Y aunque existe esta disidencia doctrinaria viene siendo pacíficamente aceptado que la legitimidad de los órganos concentrados de constitucionalidad, pero igualmente de todo el sistema de justicia, se determina por las reglas de representación y legitimidad del Estado constitucional por lo que esta validación democrática “viene dada por la decisión y la legitimidad del poder constituyente que establece la Constitución, que es el que dota de legitimidad a los órganos constituidos y determina su forma de integración” (NOGUEIRA ALCALÁ, H.). Esto ha sido claramente explicado por nuestro Tribunal Constitucional en sus precedentes, entre ellos, en las sentencias TC/0175/13 y TC/0001/15, en las que se explicó que “Los órganos autónomos […] creados directamente por la Constitución […] no se encuentran investidos de legitimación democrática directa, lo que análogamente sucede con el Poder Judicial”.

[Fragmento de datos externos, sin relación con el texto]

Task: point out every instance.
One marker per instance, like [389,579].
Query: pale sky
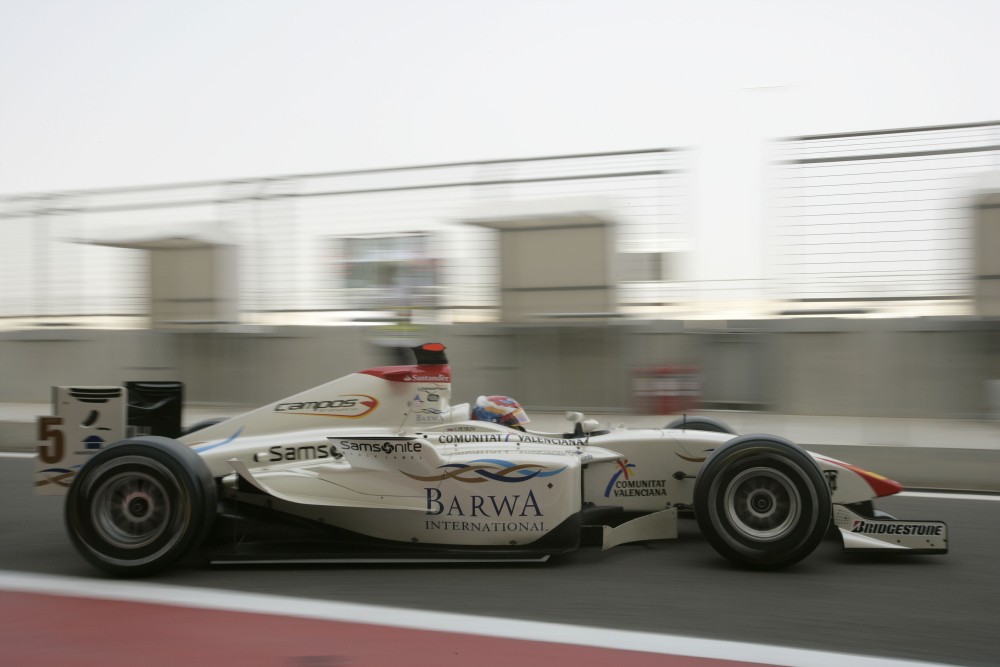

La forma de la designación de los jueces como principal preocupación de la objeción democrática y de “la dificultad contramayoritaria” del control constitucional ha llevado a la creación de distintos métodos de conducir la decisión política de nombrar los jueces constitucionales y de altas cortes, distinguiéndose tres grandes categorías o sistemas de elección, (a) la selección por concurso, donde el cargo es resultante de un proceso competitivo, (b) la selección por elección popular, que propugna por que los jueces elegidos sean representantes del pueblo, mecanismo que vendría a evitar la dificultad contramayoritaria pues dotaría de legitimidad directa a los jueces del órgano, y (c) los mecanismos de selección política, que a su vez se distinguen entre (c1) los mecanismos representativos, que en función de la separación de poderes y del principio del pluralismo propugna por reservar a cada poder del Estado y ciertos estamentos de la sociedad la composición de los órganos constitucionales, y (c2) los mecanismos cooperativos que instan al diálogo y cooperación de los poderes y órganos públicos en la selección. Allí encontramos la división entre mecanismos de instancia única – sea este un Consejo ad-hoc como sucede con el Consejo Nacional de la Magistratura o cuando esta autoridad se concede al Congreso – y mecanismos de doble instancia o “two layered appointment mechanisms”, que presupone la interrelación entre un órgano que nomina y un órgano que ratifica o hace la selección final – tal cual sucede en los Estados Unidos con la designación de los jueces de la Corte Suprema-.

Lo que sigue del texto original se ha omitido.